Nearly five years after the Sept. 11 terrorist attacks and a year after Hurricane Katrina left thousands of people stranded in massive flooding, emergency officials in the Washington area have not identified the people they would need to move to safety in a mass evacuation.

The region doesn’t have a registry of people who would need assistance, but about 35 percent of the District’s households do not have access to a vehicle, said Natalie Jones Best, emergency preparedness and risk manager for the Department of Transportation.

The District has never had a mass evacuation, Best said. In the Sept. 11 attacks, “it was more like self-evacuation, with crowds flooding the streets like water takes a path of the least resistance.”

Mimi Castaldi, director of AARP D.C., brought area agencies together after watching events unfold during Hurricanes Katrina and Rita last year.

“There are a lot of different plans out there, and the challenge is, how do you get them all together?” Castaldi said. “[The government] has recognized that, but have we found all the answers? I don’t think so.”

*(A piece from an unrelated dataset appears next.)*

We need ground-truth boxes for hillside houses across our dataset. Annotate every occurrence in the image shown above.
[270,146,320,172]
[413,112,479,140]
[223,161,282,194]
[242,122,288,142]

But Randall Larson, director of The Institute for Homeland Security, said there wouldn’t be a need to evacuate the city unless a large hurricane came up the coast.

A nuclear attack would wipe out the District and a chemical attack would be too small to warrant evacuating the entire city, said Larson, former chairman of the Department of Military Strategy at the National War College. Spending for a plan diverts money that could be directed toward prevent an attack, he said.

“Homeland security has become the ultimate pork project,” he said. “It’s ready, shoot, aim. This kind of spending is making us less safe, not more safe.”

The region’s request for $4 million to design a plan to transport evacuees was shot down with last week’s 40 percent cuts in federal homeland security grants.

At a glance

» In the National Capital Region’s grant request, $2 million was to coordinate and train government, nonprofits and businesses; $500,000 was to identify those who would need help, including prisoners and students; and $1.5 million was to coordinate evacuation roles and shelter resources.